Благодарности никакой он за благодеяние не ждал, может быть, оттого и не обреталось близ него никого, кто его продал бы или предал, хотя иуд на крестных наших путях всегда хватало. Обретая реальный вес добытых успехов, возраставших по мере времени, а не дарованных чьим- либо мановением, к худу поэт не менялся. А ведь рос он только диву даваться: скромный глазовский комсорг, потом провинциальный газетчик, редактор областной молодёжки, редактор партийной газеты, председатель правления нашей писательской организации, секретарь Союза писателей России, областной депутат и член обкома партии… Какой бы, кажется, голове не пойти от всего этого кругом, не пуститься человеку во все тяжкие: пей-гуляй, однова живём!.. Мало ли примеров тому видел я, когда достигнутая кем-либо «выше среднего» ступень власти превращала счастливца в калигулу местного разлива. Флор же нимало не соблазнялся достигнутыми эмпиреями. Квартирой располагал он скромной, 6-й этаж без лифта, лишь потом перебрался в чуть более комфортабельную, а вот нам помогал в этом вопросе как мог, Союз писателей, а более того, Литфонд по тем временам, нищими и бесправными, подобно сегодняшним, не были. Все эти черты внутреннего благородства были и в его творчестве, открытость и приязнь, суровая справедливость, тихий улыбчивый свет… «Рабы, носящие оковы, высоких песней не поют…», – Флор не был рабом, и песни его были высокими. Как в удмуртской северной деревнюшке уродился, чтоб прожить недолго, но с честью, такой человек – известно только Провидению…

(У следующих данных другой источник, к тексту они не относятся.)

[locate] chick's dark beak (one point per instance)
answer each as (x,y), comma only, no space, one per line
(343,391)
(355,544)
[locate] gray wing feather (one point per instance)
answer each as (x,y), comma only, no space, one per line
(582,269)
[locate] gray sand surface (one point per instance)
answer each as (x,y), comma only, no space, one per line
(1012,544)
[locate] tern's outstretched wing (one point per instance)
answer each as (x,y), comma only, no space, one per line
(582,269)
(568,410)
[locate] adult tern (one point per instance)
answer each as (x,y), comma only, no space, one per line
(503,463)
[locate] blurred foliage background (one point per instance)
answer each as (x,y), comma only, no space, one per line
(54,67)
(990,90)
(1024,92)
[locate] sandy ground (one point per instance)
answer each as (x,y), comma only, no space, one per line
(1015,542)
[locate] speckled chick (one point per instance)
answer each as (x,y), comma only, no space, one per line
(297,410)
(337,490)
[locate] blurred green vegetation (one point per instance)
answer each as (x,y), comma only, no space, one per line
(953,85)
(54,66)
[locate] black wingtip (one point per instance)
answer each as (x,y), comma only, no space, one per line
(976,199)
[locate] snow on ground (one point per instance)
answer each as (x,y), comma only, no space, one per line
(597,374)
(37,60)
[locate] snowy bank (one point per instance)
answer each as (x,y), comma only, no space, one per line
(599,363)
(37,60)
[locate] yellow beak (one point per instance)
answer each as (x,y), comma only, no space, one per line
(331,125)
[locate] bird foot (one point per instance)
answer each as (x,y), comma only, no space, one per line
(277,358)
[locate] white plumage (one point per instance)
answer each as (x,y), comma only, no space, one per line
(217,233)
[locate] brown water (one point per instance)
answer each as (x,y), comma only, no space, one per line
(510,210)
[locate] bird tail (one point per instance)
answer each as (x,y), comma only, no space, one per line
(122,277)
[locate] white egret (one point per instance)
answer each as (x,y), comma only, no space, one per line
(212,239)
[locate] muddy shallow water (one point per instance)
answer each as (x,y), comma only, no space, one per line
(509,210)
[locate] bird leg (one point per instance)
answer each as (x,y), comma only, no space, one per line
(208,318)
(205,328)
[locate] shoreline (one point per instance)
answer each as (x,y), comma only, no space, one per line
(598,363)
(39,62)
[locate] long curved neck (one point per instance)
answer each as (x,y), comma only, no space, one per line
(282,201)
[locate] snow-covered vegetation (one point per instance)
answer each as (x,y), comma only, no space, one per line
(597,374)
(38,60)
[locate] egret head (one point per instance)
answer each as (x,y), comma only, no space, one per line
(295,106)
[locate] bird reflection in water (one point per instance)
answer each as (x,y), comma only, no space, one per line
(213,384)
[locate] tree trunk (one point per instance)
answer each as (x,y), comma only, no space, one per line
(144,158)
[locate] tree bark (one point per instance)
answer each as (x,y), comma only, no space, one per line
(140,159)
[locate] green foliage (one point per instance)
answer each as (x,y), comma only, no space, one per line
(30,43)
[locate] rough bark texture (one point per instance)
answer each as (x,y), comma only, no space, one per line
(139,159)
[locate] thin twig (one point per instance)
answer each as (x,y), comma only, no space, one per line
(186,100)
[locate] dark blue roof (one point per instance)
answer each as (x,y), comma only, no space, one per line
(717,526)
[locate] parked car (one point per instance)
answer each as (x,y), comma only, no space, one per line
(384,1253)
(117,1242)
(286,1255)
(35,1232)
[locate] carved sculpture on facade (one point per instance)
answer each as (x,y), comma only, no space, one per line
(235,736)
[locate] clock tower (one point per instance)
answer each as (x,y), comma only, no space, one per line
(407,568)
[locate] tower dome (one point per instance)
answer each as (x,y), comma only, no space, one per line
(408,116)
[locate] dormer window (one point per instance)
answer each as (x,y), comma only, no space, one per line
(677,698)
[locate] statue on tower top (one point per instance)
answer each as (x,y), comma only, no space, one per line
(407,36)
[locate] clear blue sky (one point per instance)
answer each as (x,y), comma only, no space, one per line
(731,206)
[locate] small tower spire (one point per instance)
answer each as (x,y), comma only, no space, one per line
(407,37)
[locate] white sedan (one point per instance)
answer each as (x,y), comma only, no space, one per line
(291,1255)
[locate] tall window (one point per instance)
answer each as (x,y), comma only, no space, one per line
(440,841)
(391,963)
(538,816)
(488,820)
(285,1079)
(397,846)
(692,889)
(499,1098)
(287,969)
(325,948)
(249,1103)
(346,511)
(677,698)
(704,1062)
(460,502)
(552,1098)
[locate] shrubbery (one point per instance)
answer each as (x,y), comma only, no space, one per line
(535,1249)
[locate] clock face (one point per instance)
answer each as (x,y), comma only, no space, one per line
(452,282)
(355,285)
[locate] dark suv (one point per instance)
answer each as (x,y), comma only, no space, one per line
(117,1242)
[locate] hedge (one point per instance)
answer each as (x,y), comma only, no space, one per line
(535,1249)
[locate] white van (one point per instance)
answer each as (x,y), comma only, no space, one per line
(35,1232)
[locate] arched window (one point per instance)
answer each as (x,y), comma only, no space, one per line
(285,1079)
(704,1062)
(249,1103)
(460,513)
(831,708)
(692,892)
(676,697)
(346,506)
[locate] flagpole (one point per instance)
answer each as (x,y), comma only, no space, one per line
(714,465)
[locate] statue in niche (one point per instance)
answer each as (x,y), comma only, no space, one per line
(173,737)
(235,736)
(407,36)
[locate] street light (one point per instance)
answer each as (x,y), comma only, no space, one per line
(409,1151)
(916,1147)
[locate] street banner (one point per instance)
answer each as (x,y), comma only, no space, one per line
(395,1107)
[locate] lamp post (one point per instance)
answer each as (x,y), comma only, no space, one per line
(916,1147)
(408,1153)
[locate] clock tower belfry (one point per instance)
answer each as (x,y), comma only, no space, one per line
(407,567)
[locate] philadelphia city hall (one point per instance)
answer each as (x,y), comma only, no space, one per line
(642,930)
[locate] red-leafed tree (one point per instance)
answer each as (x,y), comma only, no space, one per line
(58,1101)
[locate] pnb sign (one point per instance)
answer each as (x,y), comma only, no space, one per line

Дни литературы и искусства, для вовлечения в упомянутые сферы населения республиканской глубинки, были задуманы и соорганизованы, именно когда стоял у писательского руля в Удмуртии Флор Иванович, он сумел убедить власть предержащих, что и затраты окупятся, и доброе, а главное, далёкое и гулкое эхо пообещал. Собирались летучие творческие бригады, этакий единый кулак: поэты и писатели, художники и скульпторы, музыканты, артисты местной филармонии, лекторы-искусствоведы – дабы просветить, культурно умиротворить и вообще «довести до уровня» окрестную, сельскую в основном, «массу». Всё это с рекламным гамом, шумом и «тмультом», опосредованно через районные власти, подобные визиты гостей, понятно, обходились в приметную копеечку. Накорми, устрой аудиторию, оторвав от прямого хлеборобского дела, щегольни «отвальной», наконец…
Вообще эта задумка таила всё-таки немало хорошего. В кои-то веки раньше заглядывавший в породившие его деревенские потёмки ставший писателем или артистом земляк обычно привечался в отчем гнездовье земным поклоном – и тут же отбывал обратно в город, без никакого родимым сельчанам культурно-просветительского толку. Как у Гоголя, «давал ассамблею», и только. Иначе стало, когда на срок довольно длительный, на неделю-другую наезжал теперь в тот или иной район целый конгломерат актёров, художников слова и кисти, люди начинали ощущать, что они – не обсевки в поле, что, в конце концов, все эти «служители Муз» работают в жизни для них! И не помню я, чтобы тесненькие сельские клубы пустовали, когда наезжала туда летучая бригада стихотворцев, песнопевцев, живописцев с их передвижными выставками – всё делалось для зрителя и слушателя бесплатно, ибо устроители и исполнители понимали, что зашибать деньгу, на которую провинция скудна – бесстыдство. Работали мы и в красных уголках коровников, где под согласный мык встревоженных животных читать и петь было несколько дискомфортно, и в районных промкомбинатиках, сами с удовольствием становясь экскурсантами, воочию наблюдая, какое подлинное умельство порождает обыкновенные кадки, лагуны и бочки, плетёт рогожные кули, ладит расписную деревянную вятскую игрушку, валяет и катает пимы, глазурует глиняные макитры и корчаги. После такой наглядности сухие и гулкие от нажитых мозолей аплодисменты мастерового люда казались вдвое заслуженнее и отрадней, и старались мы изо всех сил: совестновато становилось, наглядевшись на искусство подлинное, физически тяжкое и худо вознаграждённое, за собственные «ужимки и прыжки».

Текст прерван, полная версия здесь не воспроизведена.